To use React on CodePen, you need to access the settings of your pen and select the JS tab. If you open it and look at the options of the first dropdown menu, you won't see React, only the readily available preprocessors.
To add React to Codepen you need to select the combo box on "Add External Scripts/Pens" and write "React" to show all the available options. Choose the ones you need, and you are ready to code!
On CodePen, it's also possible to use Flutter and Vue, but you won't be able to select them just like you did with React. Remember the topics when I explained how to search on CodePen? It's only through them that you can access Vue and Flutter personalized editors.
Go to the "Explore Topics" page, select the one you want, and, on the right top corner, you'll find the "Open editor" button. You'll only have two sections on these editors: one for code and the other for preview.
You can share your pen using the social media share button or the embedded functionality.
Sharing your CodePen on social media can be done directly from the "Details View" or the last button on the Editor View's footer. To share using the embedded code, you have to select "Embedded" on the Editor View's footer (third option from right) and copy the generated code.
This method is great if you want to show your pen on a website while incorporating the Details View.
Warning: if you want to share another person's pen, make sure to copy it first. Use the "Fork" feature (fourth option from the right of the Code Editor's footer) to copy the pen exactly as it is. You never know if the author will delete the pen or change something in the code.
Don't worry if you use SCSS instead of CSS, but your project only supports regular CSS. You have the option of transforming it with just one click.
On the arrow at the right upper corner of your selected code section, you have the option to "View Compiled ...". All you have to do is click on it, and it's done.
Don't be afraid to do it; you can change it back. When you download the code, you will also see a folder with the compiled version inside.
CodePen is great for editing code and seeing the results in real-time, while it allows you to learn code effectively. If you're starting a new front-end development project, here are the main reasons why you should use CodePen.
What else do I need to say? You can do all that I've mentioned above without having to pay anything.
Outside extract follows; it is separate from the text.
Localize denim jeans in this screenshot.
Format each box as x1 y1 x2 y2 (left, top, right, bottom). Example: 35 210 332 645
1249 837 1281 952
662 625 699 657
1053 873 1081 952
If you want to, you can Go Pro and pay a monthly subscription to access additional features like private pens, personalized screenshots, assets, and more view layouts.
I have a free account, and I didn't need these extra features so far.
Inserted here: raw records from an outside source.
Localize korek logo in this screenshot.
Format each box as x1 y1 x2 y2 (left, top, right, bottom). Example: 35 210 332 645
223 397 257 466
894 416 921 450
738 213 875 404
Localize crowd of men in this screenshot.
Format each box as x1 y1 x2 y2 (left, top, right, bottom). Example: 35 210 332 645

If you don't want to create an account, you don't have to. You can still search and use the Code Editor. However, you won't be able to save your pens to revisit them later. So, if you only want to test a couple of things, you can do that without an account.
One of the main advantages of CodePen is the ability to see everything on a single screen. Not having to skim through browser tabs or file tabs makes my coding faster and easier. In addition, it gives a real-time preview, which cuts the time of reloading pages every time we need to see the outcome of the code changes.
CodePen is a code editing tool where we can use pre-made preprocessors, libraries, and frameworks, making our life easier. We can do that in just a few clicks and set up a pen with whatever language we want to use. How great is this?
If you need to find examples of something previously done, you will probably find them! Animations, elements, full pages, you name it. CodePen has it!
CodePen was a tremendous help for my dissertation project, where I had to create a whole new front-end for an existing project. I use it every time I want to learn something new like React and Animations or test a library/framework/component in isolation.
When using CodePen, I'm not worried about existing code. It gives me the freedom to create UI components at ease and apply them to the project's code, risk-free.
As a software developer at Imaginary Cloud, I feel this is one of those tools that can truly accelerate your development as a coder. Try it out!